IOWA CITY — Despite bitter cold temperatures with a subzero windchill, more than 100 people turned out Monday for a Color of Unity march in honor of Martin Luther King Jr. in Iowa City.
Community activist and founding member of the Black Voices Project Royceann Porter, who helped organize the day’s events, offered hot chocolate to everyone who came through the doors at Faith Academy, where marchers gathered before walking.
“This is just showing unity. For all these people to come out on a day like today, it shows they’re up and ready to go,” she said. “As I look around this room, I’m elated.”
The route, just over a mile between Faith Academy, 1030 Cross Park Ave., and Grant Wood Elementary School, 1930 Lakeside Drive, covered mostly residential streets. The fact that there weren’t many passing cars or pedestrians to see them didn’t stop the marchers from singing, “We Shall Overcome” or waving handmade signs with declarations like, “Diversity matters,” “Speak out for justice” and “Equality is right.”
The march, led by grand marshals and Iowa City Council members Kingsley Botchway II and Mazahir Salih, was about more than making a statement to outsiders, said Rachael Molapo, who walked with her husband and three children, ages 11, 6 and 2, the youngest under a blanket in a stroller. She said she was there so her children could learn about King’s messages and legacy of fighting racial injustice firsthand. She also wanted them to be surrounded with others dedicated to marking that legacy.
“I remember as a child learning about Martin Luther King in school, but with my kids, we’ve never celebrated his life and commemorated all the things he fought for before,” she said.
Harry Olmstead navigated the slush-covered streets with his wheelchair and shared his motivation for being there: his favorite King quote: “Injustice anywhere is a threat to justice everywhere.”
“Coming up in the ‘60s and ‘70s, it gave me an idea of a purpose: instead of tearing things down, building things up,” he said. “I think it’s important to have unity in our community and support each other and support the values that Martin Luther King stood for.”
Once the marchers reached Grant Wood, warmth and sound greeted them in the school’s gymnasium, where a party atmosphere reined, with dancers and spoken word poetry, music, arts and crafts for children, and people gathering around tables to make care packages for clients at the Crisis Center of Johnson County.

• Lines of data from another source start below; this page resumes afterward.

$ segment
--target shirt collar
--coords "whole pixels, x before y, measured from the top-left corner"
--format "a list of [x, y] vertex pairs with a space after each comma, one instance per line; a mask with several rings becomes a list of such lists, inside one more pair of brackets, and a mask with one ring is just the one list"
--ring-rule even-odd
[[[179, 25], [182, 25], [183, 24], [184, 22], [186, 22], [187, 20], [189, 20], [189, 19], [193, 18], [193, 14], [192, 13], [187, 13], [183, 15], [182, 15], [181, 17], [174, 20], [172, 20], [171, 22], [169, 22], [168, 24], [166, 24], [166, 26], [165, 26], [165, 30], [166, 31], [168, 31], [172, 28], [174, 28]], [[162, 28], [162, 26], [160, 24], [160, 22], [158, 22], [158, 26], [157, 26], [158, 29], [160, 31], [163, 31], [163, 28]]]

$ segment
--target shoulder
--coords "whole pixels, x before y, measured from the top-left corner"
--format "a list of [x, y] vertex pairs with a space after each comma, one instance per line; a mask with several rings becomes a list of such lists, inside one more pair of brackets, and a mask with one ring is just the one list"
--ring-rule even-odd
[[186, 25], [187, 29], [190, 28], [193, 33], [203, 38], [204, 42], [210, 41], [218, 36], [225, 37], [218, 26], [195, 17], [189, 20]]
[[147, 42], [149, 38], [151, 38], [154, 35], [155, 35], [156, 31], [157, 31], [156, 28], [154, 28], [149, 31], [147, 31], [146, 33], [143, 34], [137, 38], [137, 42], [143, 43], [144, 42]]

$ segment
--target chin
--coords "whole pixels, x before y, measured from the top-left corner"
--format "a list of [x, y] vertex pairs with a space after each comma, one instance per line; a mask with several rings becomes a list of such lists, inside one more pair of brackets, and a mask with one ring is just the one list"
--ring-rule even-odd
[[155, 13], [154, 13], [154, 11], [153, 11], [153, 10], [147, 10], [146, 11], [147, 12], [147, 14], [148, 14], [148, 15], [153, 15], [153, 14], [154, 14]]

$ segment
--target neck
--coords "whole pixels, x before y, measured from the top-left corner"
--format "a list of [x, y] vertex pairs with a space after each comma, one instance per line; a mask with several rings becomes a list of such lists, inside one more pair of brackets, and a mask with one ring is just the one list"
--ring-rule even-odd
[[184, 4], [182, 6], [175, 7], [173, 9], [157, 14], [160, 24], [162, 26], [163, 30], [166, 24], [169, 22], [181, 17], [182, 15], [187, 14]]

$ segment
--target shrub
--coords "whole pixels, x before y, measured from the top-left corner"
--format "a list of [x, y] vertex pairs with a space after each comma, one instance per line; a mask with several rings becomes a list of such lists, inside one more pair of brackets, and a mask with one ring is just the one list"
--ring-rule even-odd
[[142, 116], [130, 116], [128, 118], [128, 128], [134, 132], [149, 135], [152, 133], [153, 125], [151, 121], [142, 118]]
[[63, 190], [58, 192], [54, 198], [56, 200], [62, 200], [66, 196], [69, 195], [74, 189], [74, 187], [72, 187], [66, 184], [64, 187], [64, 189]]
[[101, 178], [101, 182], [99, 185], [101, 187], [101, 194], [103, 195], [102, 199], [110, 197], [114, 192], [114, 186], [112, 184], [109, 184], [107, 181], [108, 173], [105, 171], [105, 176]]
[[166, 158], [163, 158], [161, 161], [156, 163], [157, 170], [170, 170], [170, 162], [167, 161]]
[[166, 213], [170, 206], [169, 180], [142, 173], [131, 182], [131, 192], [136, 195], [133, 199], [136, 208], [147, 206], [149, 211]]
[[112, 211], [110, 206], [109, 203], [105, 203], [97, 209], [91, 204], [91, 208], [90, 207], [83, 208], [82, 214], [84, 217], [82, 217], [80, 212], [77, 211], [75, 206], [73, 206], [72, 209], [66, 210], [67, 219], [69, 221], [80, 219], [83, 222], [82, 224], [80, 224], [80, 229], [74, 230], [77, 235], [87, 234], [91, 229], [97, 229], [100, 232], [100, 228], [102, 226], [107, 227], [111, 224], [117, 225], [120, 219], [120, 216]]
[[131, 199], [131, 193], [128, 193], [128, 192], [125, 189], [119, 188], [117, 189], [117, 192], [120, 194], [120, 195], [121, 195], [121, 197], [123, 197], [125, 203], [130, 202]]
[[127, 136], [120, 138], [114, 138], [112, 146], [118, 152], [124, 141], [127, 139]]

Nonprofit organizations handed out information, and volunteers from the League of Women Voters registered people to vote and provided information on Iowa’s new voter ID law. Representatives of city and county government and the Iowa City school district were on hand to support the day’s programming.
“I want people to realize that we can come together as a community, that we do not have to fall by the wayside of what Dr. Martin Luther King did for us,” Porter said. “We want our young and our old to remember, so we don’t fall backward. We want to go forward.”
The day ended with that goal.
On Saturday, facilitators had held conversations with area middle and high school students at a Martin Luth King Jr. youth day event at the Robert A. Lee Recreation Center. As community members gathered Monday over pizza and sandwiches in the school cafeteria, the facilitators presented the concerns and issues the teens had identified, from racial profiling by police to inadequate focus on black history in school curricula to discrepancies in how white students and students of color are disciplined.
Group discussions on those issues followed. For all the talk of unity, we still have far to go, facilitators emphasized.
And one of the event’s organizers, Iowa City Special and Underserved Populations Recreation Supervisor RaQuishia Harrington, urged participants to leave with that in mind.
“I hope we got some solutions and some people committed to taking some action steps,” she said. “Sometimes it’s hard to have courageous conversations. I hope the conversations don’t stop here.”